Она тут же с облегчением опознала акцент: карибский.

– Все хорошо. Спасибо. – Выдала ему адрес «Африканских причесок Мариамы». В этот салон она ехала впервые – привычный закрылся, потому что хозяйка отбыла обратно в Кот-д’Ивуар выходить замуж, – но Ифемелу знала, что этот салон будет выглядеть так же, как любой другой: все они размещались в той части города, где граффити, сырые здания и никаких белых, вывески яркие, названия – что-нибудь вроде «Африканские косички Аиши и Фатимы», батареи зимой топят слишком сильно, кондиционеры летом не охлаждают, и там битком франкоязычных женщин-плетельщиц из Западной Африки, одна из них – хозяйка, по-английски говорит лучше всех, отвечает на звонки, и прочие к ней относятся почтительно.
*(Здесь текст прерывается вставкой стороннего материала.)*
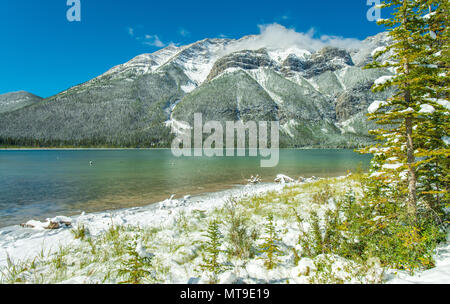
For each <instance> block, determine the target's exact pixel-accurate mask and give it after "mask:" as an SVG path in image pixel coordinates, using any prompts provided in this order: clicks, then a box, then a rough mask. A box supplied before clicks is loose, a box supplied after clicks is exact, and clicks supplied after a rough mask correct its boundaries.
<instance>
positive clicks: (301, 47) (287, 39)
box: [227, 23, 362, 52]
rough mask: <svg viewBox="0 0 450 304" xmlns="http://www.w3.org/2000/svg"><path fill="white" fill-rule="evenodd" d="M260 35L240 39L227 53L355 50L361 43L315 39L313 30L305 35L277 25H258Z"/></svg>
mask: <svg viewBox="0 0 450 304" xmlns="http://www.w3.org/2000/svg"><path fill="white" fill-rule="evenodd" d="M259 29H260V34H259V35H253V36H248V37H246V38H245V39H241V40H240V41H239V43H237V44H235V45H233V46H232V47H231V48H228V49H227V52H233V51H239V50H257V49H260V48H268V49H276V48H291V47H297V48H300V49H306V50H308V51H313V52H314V51H317V50H319V49H322V48H323V47H325V46H334V47H338V48H343V49H355V48H358V47H360V46H361V43H362V42H361V41H360V40H358V39H354V38H343V37H338V36H329V35H322V36H320V37H316V34H315V32H314V29H311V30H309V31H308V32H306V33H302V32H297V31H295V29H288V28H286V27H284V26H282V25H280V24H278V23H273V24H266V25H259Z"/></svg>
Частенько имелся ребенок, привязанный к чьей-нибудь спине тряпичным лоскутом. Или детсадовец, спящий на шали, расстеленной поверх видавшего виды дивана. Время от времени заглядывали дети постарше. Разговоры шумные, стремительные, на французском, волоф или мандинка, а в обращении с клиентами на английском получался ломаный любопытный язык, будто здешние, не погрузившись в сам английский, сразу переняли жаргонный американский. Слова оборваны вполовину. Как-то раз гвинейская плетельщица в Филадельфии сказала Ифемелу: «Ятьп, божмой, ж збес-сь». Неоднократно пришлось повторить, пока Ифемелу не поняла, что эта женщина говорит: «Я, типа, боже мой, аж взбесилась».

3

Университет Ратгерз (c 1766) – государственный исследовательский университет США, крупнейшее высшее учебное заведение штата Нью-Джерси.